Locking down the top spots are Patrick Johnstone and Mike Folka, who have been virtual stars from beginning to end – showing personality, providing us with plenty of information about themselves and where they stand, and generally engaging with voters. (Plus, Mike has been shameless about posting photos of his super-cute children, which always helps to up your standing. Cute kids are the campaign equivalent of cat videos – it’s just not the internet without them.)
Both of them have also generated a great deal of chatter and support from the #NewWest Twitter crowd.
Not too far behind come Mary Trentadue and David Brett, who have been solid and consistent throughout, if perhaps slightly less omnipresent than the two front-runners. (An extra boost to Mary for earning the above-mentioned cute kid points.)
Now here’s where the race opens up a little, since there’s no one single candidate who has really done enough to merit being a social media star – although there are a few who have at least put out the effort.
Tej has had a slightly less visible presence than I expected she might, but she’s been good at using her catchy #sparkthevote hashtag and she’s been picking up steam in the latter days of the campaign.
Jaimie hasn’t been extremely visible, but when he has popped in, he’s shown a good sense of humour and engagement level. Plus, he gets extra points for having cool campaign shoes and for posting a William Shatner photo. (Not quite as good as cute kids, but bonus photo points nonetheless.)
Harm, meanwhile, has been dogged in using his Twitter feed to drive home his message about the need to support small business.
In the end, I’m going to give the nods to Tej and Jaimie, since the social media world tends to bias in favour of catchy and fun. Plus, I like green shoes.
But Harm’s in with a chance in 2018 for sure. All he needs to do is add some kittens to soften up his campaign, and he’s golden.
Julie’s Virtual Council: Johnstone, Folka, Trentadue, Brett, Kainth, McEvoy
In any case, both Jonathan and James have been keeping it interesting throughout the campaign – and what makes it doubly interesting is the fact that their styles are so totally opposite. Jonathan is all about community, accomplishments and warm-fuzzies, while James has been the mayoral race’s attack-dog throughout the campaign. Both have used Twitter, in particular, to great effect.
Where Jonathan has the edge over James is the fact that his campaign is more multi-faceted – he’s also a big Facebook user, he has a well-developed website, and he has posted a series of informative videos, among other things. He gets bonus points this week for posting the video footage of the one millionth step in his campaign – and, yes, for the beyond-all-cuteness photo of one tuckered-out young Cote sleeping under the “Vote Cote” blanket. As social media images go, it was masterful.
Plus, Jonathan undoubtedly generates the most chatter and has the most supporters on Twitter – indeed, if Twitter were the real world, he’d be the mayor in a landslide.
Though James has put up a valiant fight, I’ve gotta give this one to Virtual Mayor Jonathan Cote.
So there you are, New West, the winners of #elxnnw – at least, my virtual version.
On a personal note, some of the above-mentioned people will be getting a vote from me on Saturday. Some won’t. And some are still on my “maybe” list.

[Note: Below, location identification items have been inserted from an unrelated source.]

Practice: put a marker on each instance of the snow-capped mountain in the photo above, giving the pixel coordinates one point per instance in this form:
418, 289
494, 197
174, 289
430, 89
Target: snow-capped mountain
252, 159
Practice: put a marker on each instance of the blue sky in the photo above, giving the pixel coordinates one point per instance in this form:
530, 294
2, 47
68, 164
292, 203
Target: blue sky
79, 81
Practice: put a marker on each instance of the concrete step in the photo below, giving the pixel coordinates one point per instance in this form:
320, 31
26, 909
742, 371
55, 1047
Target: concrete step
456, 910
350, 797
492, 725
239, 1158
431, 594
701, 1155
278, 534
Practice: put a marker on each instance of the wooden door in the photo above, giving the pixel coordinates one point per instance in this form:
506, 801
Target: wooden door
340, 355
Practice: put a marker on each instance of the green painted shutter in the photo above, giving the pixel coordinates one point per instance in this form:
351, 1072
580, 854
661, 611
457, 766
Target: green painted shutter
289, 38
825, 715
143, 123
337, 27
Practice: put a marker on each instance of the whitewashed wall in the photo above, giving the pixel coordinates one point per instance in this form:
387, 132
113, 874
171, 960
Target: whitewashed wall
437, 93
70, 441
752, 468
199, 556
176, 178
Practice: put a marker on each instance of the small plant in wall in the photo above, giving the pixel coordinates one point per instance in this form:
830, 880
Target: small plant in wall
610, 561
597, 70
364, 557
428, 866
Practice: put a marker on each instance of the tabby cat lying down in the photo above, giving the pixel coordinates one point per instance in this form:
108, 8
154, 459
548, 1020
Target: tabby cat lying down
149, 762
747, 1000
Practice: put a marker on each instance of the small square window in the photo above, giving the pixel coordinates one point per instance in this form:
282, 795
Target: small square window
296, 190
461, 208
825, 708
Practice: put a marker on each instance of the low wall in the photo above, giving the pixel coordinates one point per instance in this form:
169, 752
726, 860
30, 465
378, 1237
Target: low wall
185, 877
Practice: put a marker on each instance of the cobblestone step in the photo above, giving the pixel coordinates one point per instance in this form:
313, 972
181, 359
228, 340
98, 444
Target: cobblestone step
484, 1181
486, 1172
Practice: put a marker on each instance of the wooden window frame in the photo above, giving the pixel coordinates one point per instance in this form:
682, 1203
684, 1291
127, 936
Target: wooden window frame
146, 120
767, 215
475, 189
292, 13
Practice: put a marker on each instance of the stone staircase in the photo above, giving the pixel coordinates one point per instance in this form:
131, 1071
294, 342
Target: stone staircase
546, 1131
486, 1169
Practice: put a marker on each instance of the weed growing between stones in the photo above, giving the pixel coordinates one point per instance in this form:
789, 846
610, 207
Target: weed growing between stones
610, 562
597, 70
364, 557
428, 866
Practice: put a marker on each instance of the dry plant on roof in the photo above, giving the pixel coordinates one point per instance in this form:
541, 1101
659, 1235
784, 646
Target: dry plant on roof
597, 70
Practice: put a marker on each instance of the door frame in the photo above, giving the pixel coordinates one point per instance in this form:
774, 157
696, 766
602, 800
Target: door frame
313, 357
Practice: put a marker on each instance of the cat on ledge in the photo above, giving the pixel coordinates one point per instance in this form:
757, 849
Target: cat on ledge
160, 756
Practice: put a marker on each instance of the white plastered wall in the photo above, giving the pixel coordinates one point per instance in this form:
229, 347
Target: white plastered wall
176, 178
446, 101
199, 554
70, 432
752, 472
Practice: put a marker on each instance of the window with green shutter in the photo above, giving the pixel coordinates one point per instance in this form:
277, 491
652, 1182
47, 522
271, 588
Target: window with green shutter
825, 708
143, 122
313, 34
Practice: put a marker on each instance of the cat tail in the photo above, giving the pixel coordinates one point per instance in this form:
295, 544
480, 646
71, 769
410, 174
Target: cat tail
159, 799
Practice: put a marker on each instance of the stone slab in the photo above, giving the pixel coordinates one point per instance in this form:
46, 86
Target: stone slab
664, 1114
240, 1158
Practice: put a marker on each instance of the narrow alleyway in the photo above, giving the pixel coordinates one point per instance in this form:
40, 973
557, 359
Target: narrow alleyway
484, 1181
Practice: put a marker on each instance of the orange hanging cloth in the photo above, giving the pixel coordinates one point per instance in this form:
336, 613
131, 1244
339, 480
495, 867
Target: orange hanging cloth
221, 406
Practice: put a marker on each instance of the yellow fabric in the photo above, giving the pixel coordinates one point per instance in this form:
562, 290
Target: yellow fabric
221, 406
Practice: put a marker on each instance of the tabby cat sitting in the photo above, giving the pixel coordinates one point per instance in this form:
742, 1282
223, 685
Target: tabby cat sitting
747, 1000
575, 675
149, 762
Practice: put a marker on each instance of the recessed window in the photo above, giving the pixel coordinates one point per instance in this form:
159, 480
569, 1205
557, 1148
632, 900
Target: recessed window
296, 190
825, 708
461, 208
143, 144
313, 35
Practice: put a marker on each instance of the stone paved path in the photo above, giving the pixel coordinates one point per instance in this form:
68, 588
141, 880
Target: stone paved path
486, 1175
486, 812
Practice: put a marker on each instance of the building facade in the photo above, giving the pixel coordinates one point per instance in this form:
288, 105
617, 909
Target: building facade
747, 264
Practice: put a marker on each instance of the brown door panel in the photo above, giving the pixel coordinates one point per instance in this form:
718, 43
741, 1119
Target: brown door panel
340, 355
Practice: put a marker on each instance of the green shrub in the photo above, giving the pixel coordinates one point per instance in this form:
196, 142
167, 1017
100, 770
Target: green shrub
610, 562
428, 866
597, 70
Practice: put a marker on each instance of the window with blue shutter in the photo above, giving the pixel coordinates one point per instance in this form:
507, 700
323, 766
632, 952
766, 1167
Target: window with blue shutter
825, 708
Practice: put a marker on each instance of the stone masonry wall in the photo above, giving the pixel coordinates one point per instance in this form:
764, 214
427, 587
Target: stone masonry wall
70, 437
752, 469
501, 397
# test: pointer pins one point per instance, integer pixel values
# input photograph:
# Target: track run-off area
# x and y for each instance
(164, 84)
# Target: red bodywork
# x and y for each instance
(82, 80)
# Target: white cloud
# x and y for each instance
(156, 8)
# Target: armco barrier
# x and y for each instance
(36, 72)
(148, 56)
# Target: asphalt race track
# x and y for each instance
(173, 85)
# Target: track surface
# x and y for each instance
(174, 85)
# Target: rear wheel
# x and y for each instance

I, for one, am eager to see how many of the above-named winners also turn up as winners in the real world. Certainly, there are many, many more factors that go into a successful campaign – but social media has definitely played a part in this 2014 race. It just remains to be seen how big of a part.
Regardless, I must say that keeping watch on the social media campaign trail has been an entertaining and educational exercise.
To all the candidates named above, and to all who have put themselves out there on social media: Thank you.
You have informed me. You have entertained me. You have made me think. And, most of all, you have convinced me that there are people worth voting for in this election.
Good wishes to you all as the city heads to the polls on Saturday – and may the city be all the better for your efforts.